Importantly, these costs persist through time. We find companies concerned about their present-day costs, thinking about switching costs (whether that means internal upgrades or purchasing software), and trying to estimate the future cost of maintaining whatever system they choose to build or buy. Companies may anticipate increased engineering and operational costs during the switching period but often find that buying tools will significantly reduce expensive engineering and operational costs over time.
Successful digital platforms innovate. Trust & Safety professionals often find that they are the last to hear when a new product is ready for release and then must struggle to build systems to manage that new product. The market increasingly demands that every product comes with Trust & safety protections, but many legacy Trust & Safety tools were not designed for such flexibility. We had long assumed customers would be interested in Operational Efficiency as a mechanism to reduce costs while maintaining high Trust & Safety standards. Since launching Cinder, we have been surprised by how often companies purchase Cinder because they prioritize Innovative Efficiency - because it powers the core business goal of safely enabling experimentation and the development of new products.
Buying Trust & Safety Tools
We are Trust & Safety professionals. None of us went to business school. But we have learned a lot about how various companies evaluate the build vs. buy decision since founding Cinder nearly two years ago. Trust & Safety teams are often unaccustomed to buying software. This is changing now that options like Cinder exist, but we are still relatively early in the process of Trust & Safety vendors being totally normalized across the Trust & Safety ecosystem.
This often manifests as an inability to compare the full-cost of building and maintaining an internally built system against the cost of purchasing software. That is particularly true because the personnel and opportunity costs associated with spending engineering time to build are managed and controlled by different people with separate accounting buckets than those that manage spend on vendor software. Still, companies compare these costs in other arenas, including cybersecurity and customer support. As companies navigate this shift for Trust & Safety, they should consider the following to determine whether buying software may be a better option than building it:
- Consider buying: This may seem obvious, but many Trust & Safety teams still default to build. If an operational or engineering challenge arises, do not just assume that the only solution is to build. Ask whether a vendor might be a useful option.
- Identify target business outcomes: Teams often focus narrowly on tactical problems, like enabling a particular type of escalation or tracking a specific regulatory demand. It is worth stepping back to make sure your investments align with business outcomes. Why is escalation important? Are there better ways to produce the necessary outcomes?
- Identify must-have requirements: Make sure you identify critical requirements and that you are really clear on what is mandatory and what is not. The best vendors will be able to help you think through this consultatively - and even if you ultimately build a solution in-house that process will help ensure you invest strategically.
- Speak to more than one vendor: Talking to vendors will help you imagine different solutions and is valuable for benchmarking the pros and cons of various companies and the building internally.
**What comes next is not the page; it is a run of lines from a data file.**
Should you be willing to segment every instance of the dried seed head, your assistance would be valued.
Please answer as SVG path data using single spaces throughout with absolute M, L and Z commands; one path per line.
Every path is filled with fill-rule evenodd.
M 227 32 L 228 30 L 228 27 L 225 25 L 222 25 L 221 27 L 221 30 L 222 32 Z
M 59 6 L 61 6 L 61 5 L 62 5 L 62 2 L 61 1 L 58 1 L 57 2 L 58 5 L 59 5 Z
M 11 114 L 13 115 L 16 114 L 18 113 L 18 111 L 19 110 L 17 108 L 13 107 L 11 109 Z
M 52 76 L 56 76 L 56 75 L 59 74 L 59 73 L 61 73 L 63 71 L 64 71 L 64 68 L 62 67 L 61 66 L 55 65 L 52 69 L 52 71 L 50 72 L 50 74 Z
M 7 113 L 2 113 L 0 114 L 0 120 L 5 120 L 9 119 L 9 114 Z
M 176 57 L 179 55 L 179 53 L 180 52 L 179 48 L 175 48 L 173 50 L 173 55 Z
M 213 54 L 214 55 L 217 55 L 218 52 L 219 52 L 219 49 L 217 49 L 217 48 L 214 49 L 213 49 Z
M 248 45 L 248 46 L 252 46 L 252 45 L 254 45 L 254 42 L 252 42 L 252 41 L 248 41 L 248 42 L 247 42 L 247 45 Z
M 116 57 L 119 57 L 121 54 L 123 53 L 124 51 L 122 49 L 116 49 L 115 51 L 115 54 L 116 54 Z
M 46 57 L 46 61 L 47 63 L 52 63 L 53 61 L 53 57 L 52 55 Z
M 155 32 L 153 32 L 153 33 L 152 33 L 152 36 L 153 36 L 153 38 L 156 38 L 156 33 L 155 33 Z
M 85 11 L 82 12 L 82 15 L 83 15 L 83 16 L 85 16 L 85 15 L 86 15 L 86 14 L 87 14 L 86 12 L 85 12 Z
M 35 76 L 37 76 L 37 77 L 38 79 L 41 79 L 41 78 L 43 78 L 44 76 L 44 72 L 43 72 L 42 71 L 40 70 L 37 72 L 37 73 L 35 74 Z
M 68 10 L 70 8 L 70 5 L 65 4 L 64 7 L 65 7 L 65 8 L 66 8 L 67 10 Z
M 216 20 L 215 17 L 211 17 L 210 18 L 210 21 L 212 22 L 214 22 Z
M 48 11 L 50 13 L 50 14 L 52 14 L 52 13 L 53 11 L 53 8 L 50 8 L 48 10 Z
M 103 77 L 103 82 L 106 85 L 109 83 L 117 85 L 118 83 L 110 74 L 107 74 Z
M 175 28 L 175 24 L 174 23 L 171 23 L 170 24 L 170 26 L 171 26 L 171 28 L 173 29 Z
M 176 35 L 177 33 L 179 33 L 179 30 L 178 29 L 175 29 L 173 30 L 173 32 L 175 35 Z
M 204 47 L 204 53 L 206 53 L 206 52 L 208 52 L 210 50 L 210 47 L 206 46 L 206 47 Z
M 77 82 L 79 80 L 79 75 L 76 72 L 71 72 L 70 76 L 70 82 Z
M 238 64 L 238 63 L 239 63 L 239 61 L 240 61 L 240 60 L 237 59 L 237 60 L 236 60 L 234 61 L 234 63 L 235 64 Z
Focus on how well the vendors understand the problem you are trying to solve. Companies face similar Trust & Safety challenges; strong vendors will bring experience to bear from other companies that may illuminate your challenges.
- Bring in multiple stakeholders: Trust & Safety is a team sport. Engage your colleagues from operations, engineering, policy, product, legal, and potentially even finance or business operations as you consider whether to build or buy. An effective Trust & Safety investment should bring ancillary benefits across teams - and those benefits may be critical to understanding the ultimate pros and cons to your company of the build vs. buy decision.
- Align with executives: Digital platforms, even those that famously default toward building, manage innumerable external vendors. Executives may not be used to Trust & Safety vendors, but they are likely very familiar with vendors for other critical business tasks, like HR, customer support, or internal communications. They will likely have preferences for how a build vs. buy decision should be made, including with key stakeholders like information security and legal. Use your leadership as a resource to plan this process accordingly.
- Compare apples to apples: If you identify an appealing vendor, compare it directly against building internally - but make sure you assess all facets of that decision. Which will deliver more complete outcomes faster? Which will require more engineering support? Which will be more sustainable as your operation scales? Which will cost more today and in two years? Which will save more time and money today and in two years? Which will do the best job mitigating data privacy, reputational, and other risks? Which will facilitate the dynamic innovation your company likely seeks?
- Prepare to onboard: If you do choose to buy work with the vendor to create a smooth onboarding process. Identify the key stakeholders, assign responsibility, and set clear expectations with the vendor about deliverables and timelines. A strong vendor will be able to help with this process.
- Measure outcomes: Establish your core business KPIs and measure them prior to transitioning to a new solution, whether you build it or buy it. Assess whether that solution has produced the shifts you wanted to achieve. If you aim to build internally, do not sidestep this process because you will need to know whether that approach works. If you go with a vendor, hold them accountable for helping you measure these shifts.
It comes as no surprise that a founder of a Trust & Safety vendor sees real opportunity in the Trust & Safety vendor ecosystem. We think Cinder and others in the space will continue to improve offerings and make buying tools and capabilities ever more viable. Importantly, though, the responsibility and decision making authority for Trust & Safety cannot and should not be outsourced. Companies can and should purchase tools and information, but they bear ultimate responsibility for scoping Trust & Safety policies and enforcing them. The reason to purchase tools is not to avoid that responsibility, it is because those tools allow companies to live up to those obligations more effectively.